Spoiler: gar nicht toll! 24.09.2023, 15:05 Uhr

Wie gut ist Apples Feingewebe?

Eine Geschichte über Lederersatz, Aussehen, Haptik – und einen verpeilten moralischen Kompass.
Es fühlt sich an wie Wildleder … ehrlich!
(Quelle: PCtipp.ch)
So viel vorweg: Meine Abneigung gegen Leder ist frei von jeglicher Ideologie. Es ist einfach nicht «mein Material». Ich liebe Baumwolle und werde nie eine Lederjacke kaufen oder im Bett einen Pyjama aus Schafschurwolle tragen. Applikationen an Schuhen oder kleine Lederutensilien gehen hingegen in Ordnung.
Andere pflegen eine abweichende Meinung mit Verweis auf den Umwelt- und den Tierschutz. Letzterer ist mir zwar sehr wichtig, aber in meinem Weltbild ist Lederzubehör einfach ein Abfallprodukt unseres Fleischkonsums.
Item. Apple sieht in Leder offenbar einen weiteren Feind, den man mit einem Schwertstreich niederstrecken möchte, um die Welt zu einem besseren Ort zu machen. An seine Stelle tritt das neue Material «Feingewebe». Es besteht zu 68 Prozent aus recycelten Altmaterialien, schimmert ein wenig und «fühlt sich auf der Haut weich und wie Wildleder an» (O-Ton Apple).
Ich will dich nicht …
Quelle: PCtipp.ch
Da stellt sich mir unweigerlich die Frage, ob der Werbetexter jemals echtes Wildleder angefasst hat. Meine Schilderung des Materials weicht ein wenig ab:
Das neue Feingewebe fühlt sich zuerst einmal rutschig an – und das sind keine guten Voraussetzungen für eine iPhone-Hülle.

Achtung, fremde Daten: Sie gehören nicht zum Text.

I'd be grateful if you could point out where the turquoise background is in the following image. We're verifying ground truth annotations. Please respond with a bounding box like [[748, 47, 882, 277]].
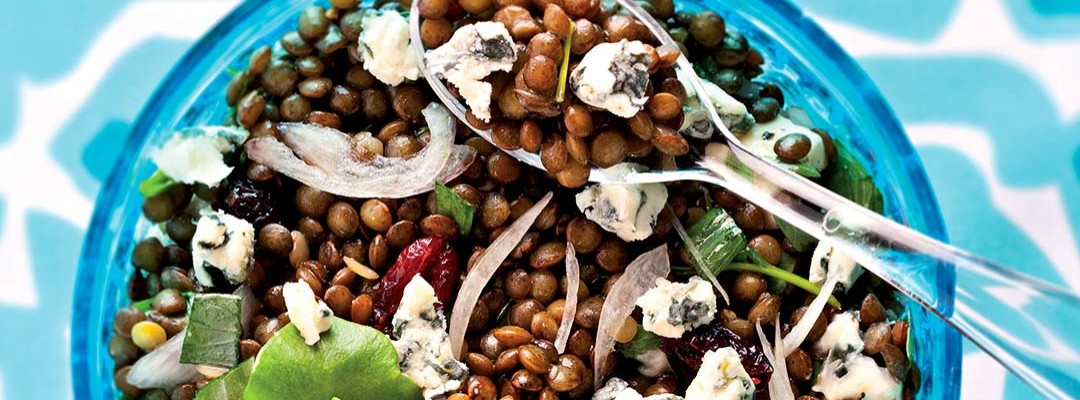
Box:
[[0, 0, 1080, 400]]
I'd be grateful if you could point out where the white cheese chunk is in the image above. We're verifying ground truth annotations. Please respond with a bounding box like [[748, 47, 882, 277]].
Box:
[[151, 126, 247, 187], [686, 347, 755, 400], [635, 277, 716, 338], [809, 240, 863, 291], [813, 311, 903, 400], [634, 349, 672, 377], [678, 76, 754, 138], [593, 377, 683, 400], [392, 275, 469, 399], [281, 282, 334, 346], [575, 163, 667, 241], [359, 10, 420, 85], [739, 116, 828, 171], [424, 22, 518, 121], [569, 39, 651, 118], [191, 211, 255, 288]]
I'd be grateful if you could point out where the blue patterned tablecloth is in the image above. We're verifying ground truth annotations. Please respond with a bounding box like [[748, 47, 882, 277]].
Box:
[[0, 0, 1080, 400]]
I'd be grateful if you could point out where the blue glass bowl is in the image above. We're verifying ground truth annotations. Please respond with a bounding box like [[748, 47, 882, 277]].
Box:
[[71, 0, 961, 399]]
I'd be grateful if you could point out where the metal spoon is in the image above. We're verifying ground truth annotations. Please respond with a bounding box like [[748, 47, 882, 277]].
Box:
[[409, 0, 1080, 399]]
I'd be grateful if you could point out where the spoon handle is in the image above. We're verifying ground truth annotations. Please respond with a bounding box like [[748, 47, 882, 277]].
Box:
[[702, 148, 1080, 399], [617, 0, 1080, 399]]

Doch vor allem ist es kein Handschmeichler. Beim ersten Hautkontakt erinnert es an das Segeltuch der Converse-Sneakers, nur viel feiner. Das macht es allerdings auch nicht besser, weil ich das Apple-Zubehör nicht mit Socken an den Händen herumtrage. Bereits ein Fingernagel hinterlässt unauslöschliche Spuren: Viel Spass mit den Autoschlüsseln. Und wie sich das Material reinigen lässt, wird erst die Zukunft zeigen.
Diese feinen Kratzer sind für die Ewigkeit
Quelle: PCtipp.ch
Die Hülle ist ausserdem extrem unflexibel. Als ich nach einer Stunde bis obenhin genug davon hatte und sie vom neuen iPhone 15 abziehen wollte, verhielt sie sich so bockig, dass ich fürchtete, das Glas würde brechen. Unmittelbar bevor ich zum Dremel griff, hat es dann doch noch funktioniert. Aber das ist bis ans Ende aller Tage klar: Feingewebe und ich werden nie Freunde.
Ein typischer Apple-Charakterzug ist, dass nicht lange gefackelt wird. Das Lederzubehör wird nicht abverkauft, sondern ist über Nacht von der Website verschwunden. Bei der iPhone-Hülle habe ich mich gerne für ein Silicon-Case «Winterblau» entschieden, weil mir diese Hüllen von Apple seit jeher die liebsten sind. Etwas komplizierter wurde es bei den Wallets: Hier deckte ich mich fast panisch bei Digitec mit zwei Lederausführungen Orange ein, die hoffentlich eine Weile halten. Denn es ist nur eine Frage der Zeit, bis auch sie ausverkauft sind.

Kommentar

Die Drittanbieter werden ob des Entscheides von Apple jubeln und ihre eigenen Lederhüllen feilbieten – und die werden in den meisten Fällen aus ökologischer und tierschützerischer Sicht sehr viel grenzwertiger angefertigt («Made in Sie-wissen-schon-wo»). Wäre Apple etwas am Thema gelegen, würden sie weiterhin Lederzubehör verkaufen, das nach ethisch hochstehenden Massstäben gefertigt wird. Doch so schlägt das Pendel genau in die andere Richtung aus: Einmal mehr ist «gut gemeint» das Gegenteil von «gut gemacht».